India is expected to move past the UK and France, probably in 2019 but, if not then, in 2020. Ireland is placed 34th next year, but expected to drop to 45th by 2033.

The Welt is produced by international economic forecasters at the London-based Centre for Economics and Business Research (Cebr).

The 2019 edition is Cebr’s 10th annual world economic outlook report. It tracks the size of different economies across the globe and projects changes over the next 15 years, up to 2033.

This year, “the ‘feel-good factor’ in the global economy has largely dispersed and is replaced by renewed volatility and uncertainty”, the authors note. Trade tensions have come to the fore, with the US and China imposing substantial tariffs on each other’s export sectors.

US v China 

So far, the US economy seems undeterred and 2018 has been another year of strong growth. This is in part due to the tax reform package passed in 2017, which has brought forward growth.

However, it leaves a serious budget deficit problem that is likely to balloon over time, the authors state. This means that in the case of an economic downturn, the US will have less fiscal headroom to use in order to avoid a recession.

“China, on the other hand, has had more problems as the trade conflict weighs on an economy already under strain. In 2018, China finally seemed to be making progress in weening its economy off the large volumes of debt that had been used to prop up growth after the financial crisis,” the authors note.

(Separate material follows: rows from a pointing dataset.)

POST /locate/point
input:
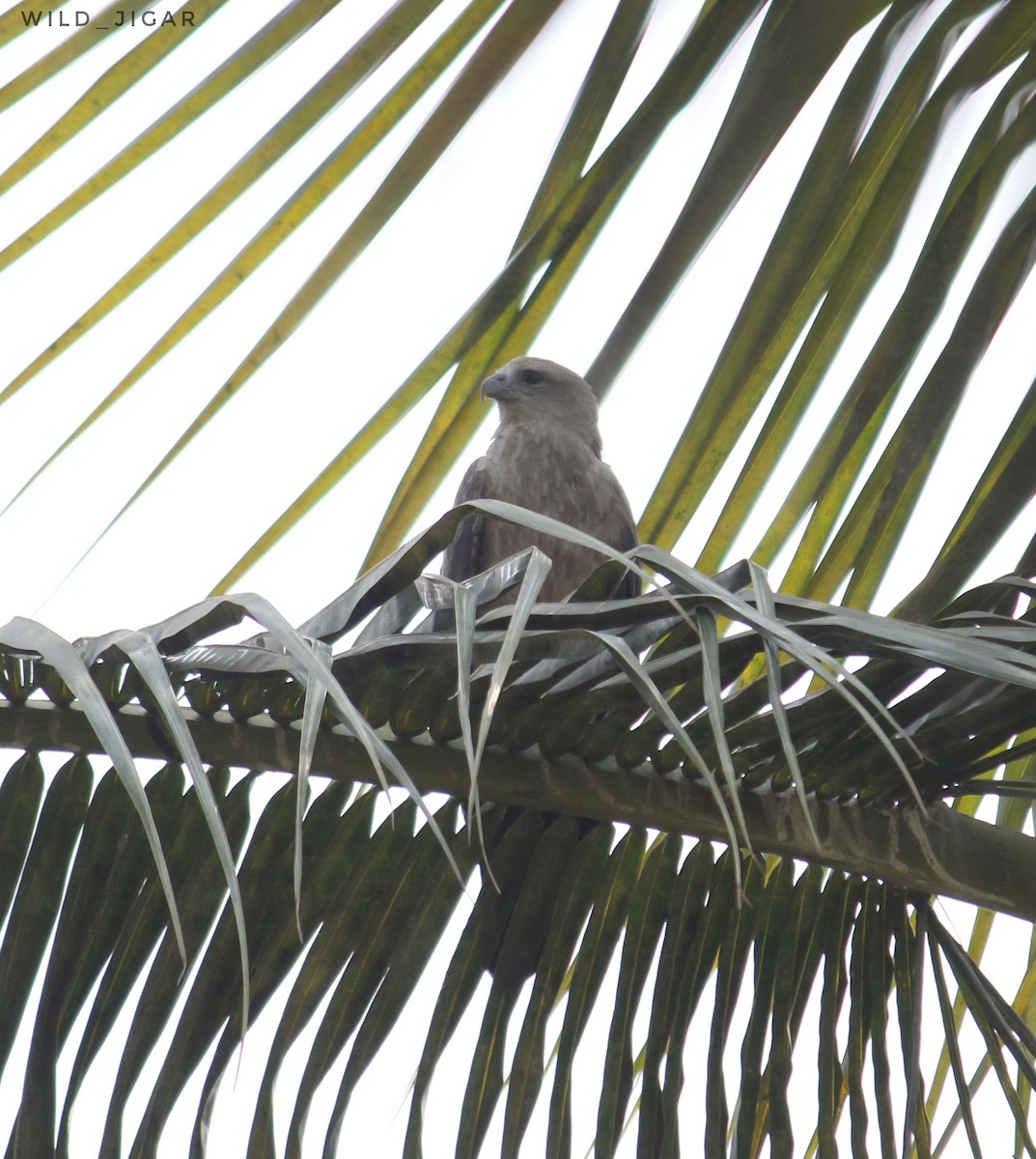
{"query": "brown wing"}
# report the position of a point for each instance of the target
(464, 555)
(618, 527)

US President Donald Trump has announced that the US will impose tariffs on ever large volumes of Chinese goods. At the time of writing, the US had subjected US$200 billion (about €175 billion) worth of Chinese imports to a 10% tariff. China retaliated by levying tariffs on US$60 billion (€52.5 billion) worth of US imports, representing almost all of America’s exports to China.

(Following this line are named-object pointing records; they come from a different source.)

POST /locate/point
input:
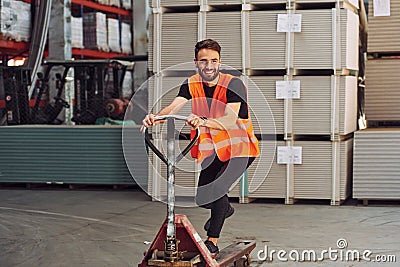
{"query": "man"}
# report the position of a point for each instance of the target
(227, 144)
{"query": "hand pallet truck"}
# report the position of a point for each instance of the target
(177, 243)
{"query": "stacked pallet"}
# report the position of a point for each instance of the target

“The trade war has impacted the Chinese manufacturing sector and the economy has slowed sharply. This is best seen in the data for exports to China from its trading partners – Australia’s exports to China, which grew by 21.8% in 2017, plateaued around the same level from April to August 2018,” the authors state. 

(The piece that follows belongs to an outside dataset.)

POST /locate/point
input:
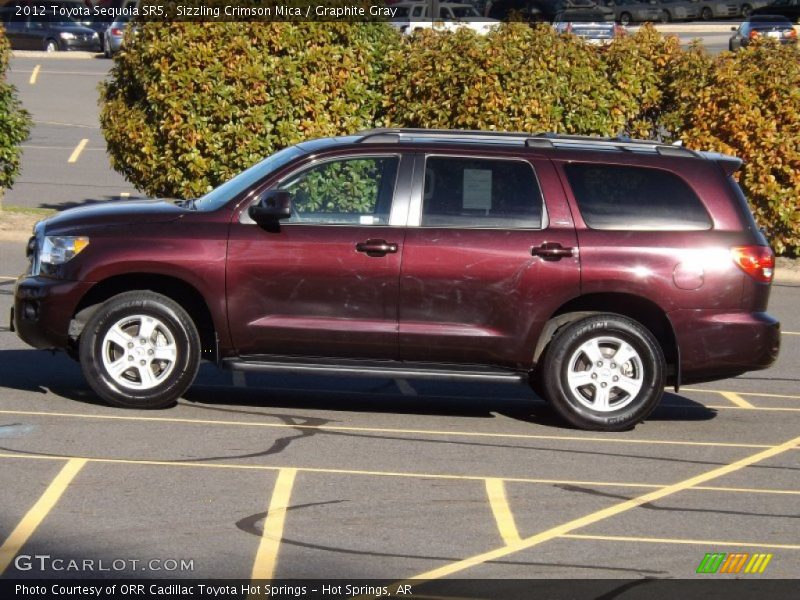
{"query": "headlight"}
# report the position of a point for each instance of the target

“The outcome of the Brexit negotiations still remains uncertain and all three possibilities (leaving without a deal, a soft Brexit or not leaving at all) seem possible,” the report’s authors note.

While a no-deal Brexit would do the most economic damage in the short-term, we expect the UK economy to suffer some disruption in 2019 in any case due to lower inward and business investment.

“This will give France (as well as India) the chance to overtake the UK in the ranking for 2019. But France has not really come to terms with reducing its bloated public sector and resulting high taxes.”

Other key findings in the 2019 Welt are as follows: 

  • South Korea is set to become one of the top 10 largest economies by 2026 
  • Italy is forecast to drop out of the 10 largest economies by 2026 and fall to 13th in 2033
  • Mexico is forecast to overtake Spain to become the largest Spanish-speaking economy in 2031
  • Bangladesh is due to enter the top 25 largest economies, rising from 41st in 2019 to 24th in 2032
  • Pakistan is expected to enter the top 30 largest economies, rising from 44th in 2019 to 27th in 2033
  • Weakening oil prices through the 2020s will push Saudi Arabia out of the world’s 20 largest economies by 2028, eventually sinking to 23rd in the rankings by 2033

Speaking about the findings, Cebr Deputy Chairman Douglas McWilliams stated: “In 2003, the world’s five largest economies were the US, Japan and three European countries.

30 years later three out of the top five economies will be Asian (India third and Japan fourth) and only one will be European (Germany). This is one reason why, even though Brexit will be disruptive in the short-term, long-term it is unlikely to do much damage to the UK economy and might, on some assumptions, boost it.

“The Asian economies, led by China, are still poised to catch up with – and in many cases indeed overtake – Western countries. But due to weaker currencies and the slowdown in China, which looks set to worsen in 2019, the rise of the Asian economies will be delayed.”